Team tackles concerns over care for the elderly in times of COVID-19
The increased risk of contracting COVID-19 amongst the elderly in care homes is accelerated by contact with care workers, family members and other members of staff coming from the outside into the facility. The need to train staff members to provide care for the elderly and those with age related cognitive conditions, including dementia, anxiety and depression, became critical as the virus started to spread in South Africa. Elderly people require extra precautions, considering their risk. Those with age related cognitive conditions may react negatively to a change in environment and suddenly being faced with a PPE clad staff member.
To address this RMB and FNB, through the FirstRand SPIRE fund, are supporting appropriate healthcare organisations to develop and facilitate training for staff members who operate in care homes.

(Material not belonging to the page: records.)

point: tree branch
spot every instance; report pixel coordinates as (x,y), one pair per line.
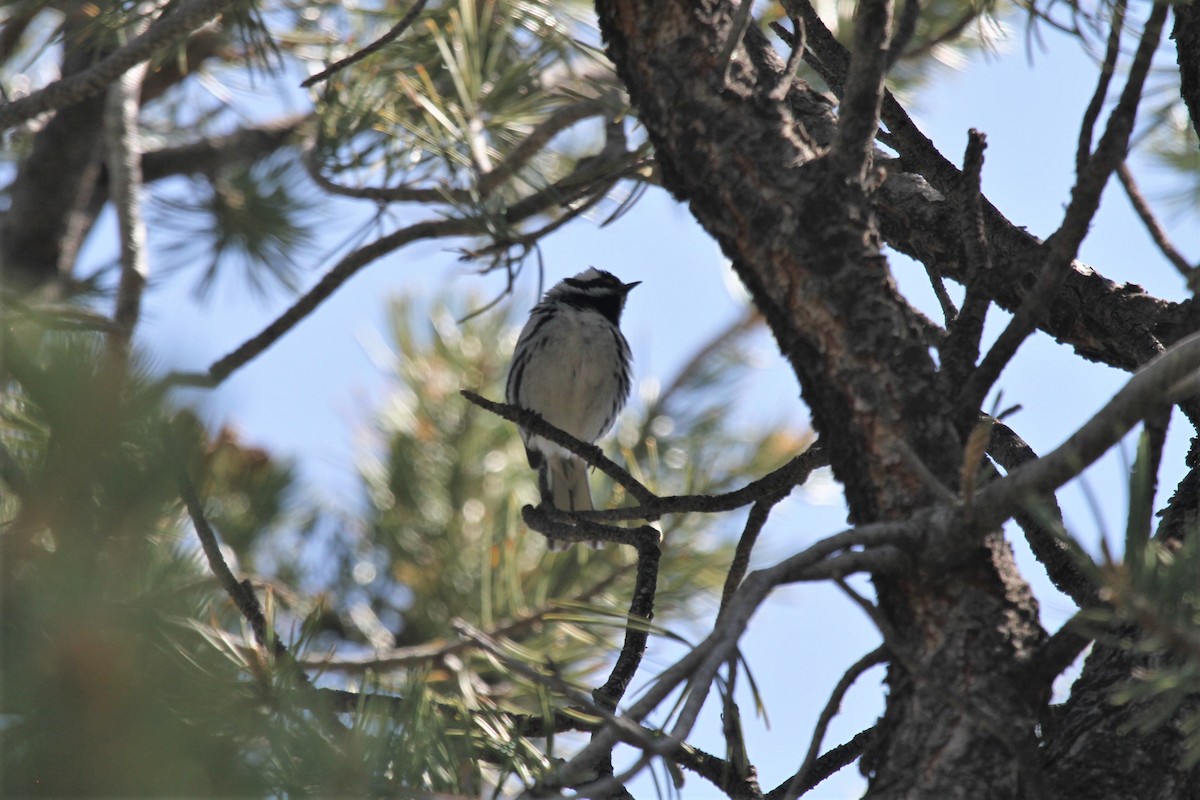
(1085,199)
(533,422)
(700,666)
(124,157)
(1039,518)
(393,34)
(858,115)
(961,348)
(352,263)
(184,18)
(803,776)
(213,154)
(1113,50)
(1145,392)
(1156,230)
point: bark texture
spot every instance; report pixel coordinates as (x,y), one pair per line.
(801,229)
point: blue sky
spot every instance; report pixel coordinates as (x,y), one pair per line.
(311,397)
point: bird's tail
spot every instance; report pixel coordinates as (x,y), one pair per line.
(568,483)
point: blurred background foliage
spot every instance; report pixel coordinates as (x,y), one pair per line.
(123,659)
(119,644)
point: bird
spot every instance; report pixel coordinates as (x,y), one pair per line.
(571,365)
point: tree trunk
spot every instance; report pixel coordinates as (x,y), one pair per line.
(756,167)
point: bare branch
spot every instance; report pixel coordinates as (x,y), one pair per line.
(1062,246)
(858,115)
(802,777)
(394,32)
(124,158)
(905,30)
(1156,230)
(961,349)
(1041,521)
(1113,50)
(755,522)
(829,763)
(796,41)
(733,37)
(1145,392)
(241,594)
(790,475)
(184,18)
(641,612)
(699,667)
(533,422)
(211,154)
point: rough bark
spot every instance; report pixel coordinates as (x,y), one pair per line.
(802,234)
(47,217)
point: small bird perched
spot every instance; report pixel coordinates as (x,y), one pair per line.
(571,366)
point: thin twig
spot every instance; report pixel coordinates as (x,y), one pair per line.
(802,777)
(352,263)
(790,475)
(183,19)
(433,651)
(858,115)
(828,763)
(1057,653)
(1041,519)
(961,349)
(641,613)
(1152,226)
(737,30)
(1062,246)
(631,733)
(700,666)
(795,58)
(373,47)
(741,563)
(1146,391)
(534,423)
(1113,50)
(124,161)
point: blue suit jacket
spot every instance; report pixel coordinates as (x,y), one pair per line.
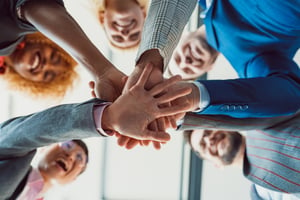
(20,137)
(259,39)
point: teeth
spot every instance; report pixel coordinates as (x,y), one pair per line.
(35,62)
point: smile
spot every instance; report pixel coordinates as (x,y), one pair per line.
(36,64)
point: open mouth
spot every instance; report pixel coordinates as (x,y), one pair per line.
(124,23)
(62,165)
(218,144)
(36,64)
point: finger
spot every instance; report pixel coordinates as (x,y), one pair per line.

With a long history of training and access to a host of master trainers, the Centre for HIV-AIDS Prevention Studies (CHAPS) was approached to develop and facilitate training for care home staff. CHAPS has a long history of providing training for voluntary medical male circumcision and employs a host of Master Trainers.
In partnership with the Department of Social Development the CHAPS team created the curriculum over a series of online sessions. The training prioritises care workers and guides their daily interactions with residents in old age homes, with a particular focus on managing COVID-19 risks and PPE requirements in this fragile environment.
A helpline is available for care workers, should they need clarity on course material or assistance with difficult cases. Additional funding for airtime and data costs further facilitates the training and ensures that everyone has access to this resource.
The ultimate project goal is to train care workers at 489 homes in high transmission areas. To date, over 90 care workers from ten homes in Chatsworth, Arcadia (Pretoria), Malabar (Port Elizabeth), Dundee (KwaZulu-Natal), Newlands (Cape Town), Lamontville (Durban), Iqadi (KwaZulu-Natal), Kraaifontein (Cape Town) have been trained.
The training also prioritises compassionate care for care workers themselves, as they are exposed to increased levels of pressure and stress. Through the training they can acquire the necessary coping mechanisms and are supported in maintaining their own mental health.
Trainees have responded positively to the course content, acknowledging and appreciating updates on COVID-19 protocols and further insight on the virus.
Information on COVID-19 changes daily. The public healthcare sector is, however, resilient and up to date with protocols in order to empower and safeguard care workers and the vulnerable.